Un’altra grande preoccupazione riguardo al progetto è la bolletta elettrica che comporterà. Per soddisfare l’enorme fabbisogno energetico di Hyperion, la società di servizi pubblici Entergy sta costruendo 10 nuove centrali, oltre a 240 miglia di nuove linee di trasmissione, il tutto finanziato da Meta, che ha anche accettato di finanziare fino a 2,5 gigawatt di energia rinnovabile e ha firmato quello che Entergy definisce un “Impegno a tutela dei contribuenti”.

Ciononostante, le associazioni dei consumatori temono che l’elevato fabbisogno energetico del progetto possa comunque far aumentare le tariffe per tutti gli altri utenti della rete.
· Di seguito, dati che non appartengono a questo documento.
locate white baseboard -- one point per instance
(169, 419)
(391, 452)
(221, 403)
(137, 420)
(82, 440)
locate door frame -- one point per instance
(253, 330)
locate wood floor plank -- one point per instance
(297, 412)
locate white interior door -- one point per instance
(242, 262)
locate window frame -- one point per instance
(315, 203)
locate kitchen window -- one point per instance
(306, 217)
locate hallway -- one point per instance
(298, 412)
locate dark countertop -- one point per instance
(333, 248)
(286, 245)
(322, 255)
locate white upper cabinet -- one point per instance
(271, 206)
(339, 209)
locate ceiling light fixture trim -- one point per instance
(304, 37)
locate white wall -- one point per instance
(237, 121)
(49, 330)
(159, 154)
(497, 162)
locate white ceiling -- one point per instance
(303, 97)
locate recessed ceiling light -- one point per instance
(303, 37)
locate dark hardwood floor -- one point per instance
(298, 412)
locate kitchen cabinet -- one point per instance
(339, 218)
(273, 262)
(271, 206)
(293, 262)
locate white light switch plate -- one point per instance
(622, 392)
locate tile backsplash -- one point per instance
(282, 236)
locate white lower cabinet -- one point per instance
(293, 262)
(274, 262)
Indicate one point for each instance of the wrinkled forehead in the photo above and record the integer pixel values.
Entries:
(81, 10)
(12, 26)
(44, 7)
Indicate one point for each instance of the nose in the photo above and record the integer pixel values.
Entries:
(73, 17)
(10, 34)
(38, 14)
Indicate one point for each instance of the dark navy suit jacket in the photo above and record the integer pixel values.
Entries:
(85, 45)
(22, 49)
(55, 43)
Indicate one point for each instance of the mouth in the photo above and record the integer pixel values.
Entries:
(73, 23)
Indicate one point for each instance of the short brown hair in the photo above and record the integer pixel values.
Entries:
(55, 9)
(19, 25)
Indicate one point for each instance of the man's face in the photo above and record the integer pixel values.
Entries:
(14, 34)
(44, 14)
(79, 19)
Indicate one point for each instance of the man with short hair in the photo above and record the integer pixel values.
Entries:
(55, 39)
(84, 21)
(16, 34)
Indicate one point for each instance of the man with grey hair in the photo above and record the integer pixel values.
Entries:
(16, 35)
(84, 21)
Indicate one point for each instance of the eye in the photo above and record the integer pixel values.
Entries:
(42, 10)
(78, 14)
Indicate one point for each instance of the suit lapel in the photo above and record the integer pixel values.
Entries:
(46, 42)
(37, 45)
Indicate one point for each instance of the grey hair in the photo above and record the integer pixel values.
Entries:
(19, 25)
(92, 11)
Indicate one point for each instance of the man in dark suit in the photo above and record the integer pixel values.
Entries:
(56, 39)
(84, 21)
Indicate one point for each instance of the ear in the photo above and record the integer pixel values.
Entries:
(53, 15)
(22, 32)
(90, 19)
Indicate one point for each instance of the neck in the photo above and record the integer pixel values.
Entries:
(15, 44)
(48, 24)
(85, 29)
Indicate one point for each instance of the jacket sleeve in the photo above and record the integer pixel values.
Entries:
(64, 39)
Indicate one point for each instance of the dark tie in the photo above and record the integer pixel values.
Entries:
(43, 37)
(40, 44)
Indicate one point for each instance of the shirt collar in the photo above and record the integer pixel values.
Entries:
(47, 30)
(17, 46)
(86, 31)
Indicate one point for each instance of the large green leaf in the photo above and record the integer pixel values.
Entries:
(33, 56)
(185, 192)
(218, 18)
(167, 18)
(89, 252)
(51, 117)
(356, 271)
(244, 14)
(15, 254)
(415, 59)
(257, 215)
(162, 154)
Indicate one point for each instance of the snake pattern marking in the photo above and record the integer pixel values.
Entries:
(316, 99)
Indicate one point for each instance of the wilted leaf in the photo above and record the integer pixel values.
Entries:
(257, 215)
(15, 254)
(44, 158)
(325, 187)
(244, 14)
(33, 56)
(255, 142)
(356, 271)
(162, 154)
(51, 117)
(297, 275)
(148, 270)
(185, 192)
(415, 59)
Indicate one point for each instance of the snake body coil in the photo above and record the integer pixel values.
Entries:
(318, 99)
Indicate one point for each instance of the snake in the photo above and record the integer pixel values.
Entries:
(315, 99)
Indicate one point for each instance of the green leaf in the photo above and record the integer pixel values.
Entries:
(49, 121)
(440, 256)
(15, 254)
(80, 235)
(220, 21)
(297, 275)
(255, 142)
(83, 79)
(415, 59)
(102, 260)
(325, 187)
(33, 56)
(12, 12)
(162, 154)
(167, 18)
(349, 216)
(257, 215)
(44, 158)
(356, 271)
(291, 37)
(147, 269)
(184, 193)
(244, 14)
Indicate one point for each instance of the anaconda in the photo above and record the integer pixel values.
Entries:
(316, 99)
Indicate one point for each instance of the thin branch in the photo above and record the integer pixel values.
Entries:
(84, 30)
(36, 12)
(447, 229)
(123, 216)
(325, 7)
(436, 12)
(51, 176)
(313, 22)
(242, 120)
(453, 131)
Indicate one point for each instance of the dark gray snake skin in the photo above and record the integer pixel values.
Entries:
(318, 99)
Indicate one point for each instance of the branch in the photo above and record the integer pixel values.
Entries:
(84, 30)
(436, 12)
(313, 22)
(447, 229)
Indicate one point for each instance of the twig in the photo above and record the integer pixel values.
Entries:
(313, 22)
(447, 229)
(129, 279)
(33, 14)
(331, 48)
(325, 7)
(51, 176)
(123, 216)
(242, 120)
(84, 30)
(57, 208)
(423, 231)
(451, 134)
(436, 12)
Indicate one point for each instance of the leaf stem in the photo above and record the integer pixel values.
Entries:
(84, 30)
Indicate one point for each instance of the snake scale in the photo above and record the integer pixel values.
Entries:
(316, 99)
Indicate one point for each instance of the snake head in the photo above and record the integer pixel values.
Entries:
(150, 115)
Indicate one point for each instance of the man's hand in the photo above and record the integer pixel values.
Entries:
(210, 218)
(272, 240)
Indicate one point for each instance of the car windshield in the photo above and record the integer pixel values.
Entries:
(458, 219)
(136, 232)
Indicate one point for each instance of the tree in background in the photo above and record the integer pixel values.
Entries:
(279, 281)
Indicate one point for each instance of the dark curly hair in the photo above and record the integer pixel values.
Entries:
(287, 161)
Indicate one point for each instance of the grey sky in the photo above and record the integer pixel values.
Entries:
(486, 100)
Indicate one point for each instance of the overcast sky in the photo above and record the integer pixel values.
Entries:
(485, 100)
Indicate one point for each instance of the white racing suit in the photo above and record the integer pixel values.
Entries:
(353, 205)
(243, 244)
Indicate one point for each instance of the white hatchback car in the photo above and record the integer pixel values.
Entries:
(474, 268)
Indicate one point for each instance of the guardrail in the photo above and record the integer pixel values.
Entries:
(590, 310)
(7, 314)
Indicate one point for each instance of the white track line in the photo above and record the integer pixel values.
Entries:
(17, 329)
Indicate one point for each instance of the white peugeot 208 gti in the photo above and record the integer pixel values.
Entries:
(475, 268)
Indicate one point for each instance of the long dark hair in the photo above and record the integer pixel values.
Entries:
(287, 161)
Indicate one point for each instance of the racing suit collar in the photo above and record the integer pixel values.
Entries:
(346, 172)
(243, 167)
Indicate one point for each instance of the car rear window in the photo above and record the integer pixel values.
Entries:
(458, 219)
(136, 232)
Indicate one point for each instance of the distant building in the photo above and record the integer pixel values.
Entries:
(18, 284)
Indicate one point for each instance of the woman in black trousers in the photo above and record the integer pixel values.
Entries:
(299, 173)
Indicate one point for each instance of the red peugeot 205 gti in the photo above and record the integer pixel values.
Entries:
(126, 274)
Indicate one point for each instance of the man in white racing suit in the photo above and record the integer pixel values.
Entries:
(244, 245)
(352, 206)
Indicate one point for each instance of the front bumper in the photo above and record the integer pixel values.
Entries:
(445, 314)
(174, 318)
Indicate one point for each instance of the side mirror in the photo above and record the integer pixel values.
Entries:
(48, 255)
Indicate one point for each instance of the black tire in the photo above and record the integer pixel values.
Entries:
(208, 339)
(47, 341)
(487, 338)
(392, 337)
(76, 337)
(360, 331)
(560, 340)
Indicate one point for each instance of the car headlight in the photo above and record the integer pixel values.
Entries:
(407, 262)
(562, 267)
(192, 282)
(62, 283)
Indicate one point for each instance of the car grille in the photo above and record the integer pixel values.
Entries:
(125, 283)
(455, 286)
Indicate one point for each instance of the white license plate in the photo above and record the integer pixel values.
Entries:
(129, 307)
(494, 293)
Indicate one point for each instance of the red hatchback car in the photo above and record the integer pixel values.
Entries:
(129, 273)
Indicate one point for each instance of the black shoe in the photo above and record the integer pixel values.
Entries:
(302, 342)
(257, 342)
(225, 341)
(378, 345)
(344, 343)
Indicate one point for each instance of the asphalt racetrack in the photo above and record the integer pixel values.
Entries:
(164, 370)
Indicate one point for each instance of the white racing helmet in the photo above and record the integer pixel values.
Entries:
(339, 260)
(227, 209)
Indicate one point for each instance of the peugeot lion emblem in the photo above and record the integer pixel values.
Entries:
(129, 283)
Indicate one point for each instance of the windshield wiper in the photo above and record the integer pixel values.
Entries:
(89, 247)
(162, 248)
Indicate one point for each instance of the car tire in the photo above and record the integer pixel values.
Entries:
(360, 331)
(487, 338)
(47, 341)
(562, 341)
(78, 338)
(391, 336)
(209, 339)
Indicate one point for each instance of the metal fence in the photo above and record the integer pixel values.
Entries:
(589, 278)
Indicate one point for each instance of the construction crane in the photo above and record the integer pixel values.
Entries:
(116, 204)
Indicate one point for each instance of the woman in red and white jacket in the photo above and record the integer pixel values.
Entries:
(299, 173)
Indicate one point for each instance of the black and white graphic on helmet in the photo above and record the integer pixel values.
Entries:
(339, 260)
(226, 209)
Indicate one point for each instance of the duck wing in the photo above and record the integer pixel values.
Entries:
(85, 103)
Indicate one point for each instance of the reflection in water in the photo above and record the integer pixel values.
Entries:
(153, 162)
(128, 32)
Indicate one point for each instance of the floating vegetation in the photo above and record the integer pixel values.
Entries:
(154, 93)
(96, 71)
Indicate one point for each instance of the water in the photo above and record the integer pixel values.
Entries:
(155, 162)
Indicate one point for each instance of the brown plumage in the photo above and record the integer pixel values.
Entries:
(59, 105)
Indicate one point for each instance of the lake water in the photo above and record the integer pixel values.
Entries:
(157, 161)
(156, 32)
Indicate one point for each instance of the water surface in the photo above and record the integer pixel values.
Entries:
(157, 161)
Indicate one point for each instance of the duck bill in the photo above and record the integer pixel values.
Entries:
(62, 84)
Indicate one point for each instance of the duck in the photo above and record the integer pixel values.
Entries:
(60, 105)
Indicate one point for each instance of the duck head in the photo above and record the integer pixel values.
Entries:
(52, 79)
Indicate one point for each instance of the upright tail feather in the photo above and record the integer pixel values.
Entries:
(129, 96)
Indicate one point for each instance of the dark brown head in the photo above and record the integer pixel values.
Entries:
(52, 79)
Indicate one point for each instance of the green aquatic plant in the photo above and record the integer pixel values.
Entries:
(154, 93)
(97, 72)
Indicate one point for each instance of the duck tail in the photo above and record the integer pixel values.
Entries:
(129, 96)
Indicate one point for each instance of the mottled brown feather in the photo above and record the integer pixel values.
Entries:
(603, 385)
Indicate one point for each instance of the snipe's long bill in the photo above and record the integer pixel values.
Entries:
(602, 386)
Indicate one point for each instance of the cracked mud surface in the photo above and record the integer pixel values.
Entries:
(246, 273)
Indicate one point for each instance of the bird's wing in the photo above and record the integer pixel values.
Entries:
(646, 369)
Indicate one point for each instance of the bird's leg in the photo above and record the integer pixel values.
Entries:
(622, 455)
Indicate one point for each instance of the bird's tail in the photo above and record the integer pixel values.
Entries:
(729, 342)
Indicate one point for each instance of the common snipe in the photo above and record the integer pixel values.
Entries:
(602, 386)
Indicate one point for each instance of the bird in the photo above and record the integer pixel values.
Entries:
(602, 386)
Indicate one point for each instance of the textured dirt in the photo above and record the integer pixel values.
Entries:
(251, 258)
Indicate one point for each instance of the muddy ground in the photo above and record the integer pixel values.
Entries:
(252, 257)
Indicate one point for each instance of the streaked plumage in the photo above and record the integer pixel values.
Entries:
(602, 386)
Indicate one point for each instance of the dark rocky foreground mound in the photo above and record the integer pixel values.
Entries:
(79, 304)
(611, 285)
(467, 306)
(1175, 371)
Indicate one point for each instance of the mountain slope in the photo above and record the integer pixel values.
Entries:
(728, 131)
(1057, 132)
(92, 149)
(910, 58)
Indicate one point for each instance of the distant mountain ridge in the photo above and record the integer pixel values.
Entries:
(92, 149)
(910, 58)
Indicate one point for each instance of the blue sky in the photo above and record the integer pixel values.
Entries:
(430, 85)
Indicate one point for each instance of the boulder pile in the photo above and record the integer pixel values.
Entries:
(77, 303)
A gennaio, l’organizzazione di diritto ambientale Earthjustice — in rappresentanza dell’Alliance for Affordable Energy e dell’Union of Concerned Scientists — ha chiesto alle autorità di regolamentazione della Louisiana di indagare sull’accordo finanziario di Meta con Blue Owl Capital, in base al quale Meta ha ceduto circa l’80% del data center a una società di venture debt.

“I contribuenti della Louisiana potrebbero avere ancora meno protezione dai costi di questo enorme data center rispetto a quanto ne avessero solo pochi mesi fa, quando tale protezione era già gravemente carente», ha dichiarato in un comunicato Paul Arbaje, analista energetico dell’UCS. “La Commissione deve esaminare più a fondo la nuova struttura finanziaria di Meta per assicurarsi che il fardello che i clienti di Entergy stanno già sopportando non sia cresciuto a dismisura”. La Commissione dei servizi pubblici della Louisiana ha rifiutato di avviare l’indagine a febbraio.

“Respingendo questa mozione, la [Commissione dei Servizi Pubblici della Louisiana] sta dando il via libera a un numero maggiore di aziende tecnologiche affinché ricorrano a questo tipo di manovre finanziarie per massimizzare i profitti eludendo al contempo la responsabilità nei confronti dei cittadini”, ha dichiarato in un comunicato Susan Stevens Miller, avvocato senior presso Earthjustice. Persino Landry si è mosso per affrontare il rischio. A giugno ha incaricato la sua agenzia per lo sviluppo economico di redigere nuove norme volte a proteggere i consumatori dal rischio di dover sostenere i costi delle nuove centrali elettriche.

La Louisiana è solo un esempio del dramma nazionale legato ai data center

La tensione che si sta creando nella Richland Parish è anche oggetto di un dibattito nazionale. Mentre Meta procede a tutta velocità con la sua spinta nell’intelligenza artificiale da centinaia di miliardi di dollari, i rivali Microsoft, Alphabet e Amazon stanno a loro volta cercando di ottenere gli stessi sgravi fiscali e accordi energetici dagli Stati che si contendono una fetta del boom dell’intelligenza artificiale. La sola Amazon ha stanziato 12 miliardi di dollari per i data center nel nord-ovest della Louisiana.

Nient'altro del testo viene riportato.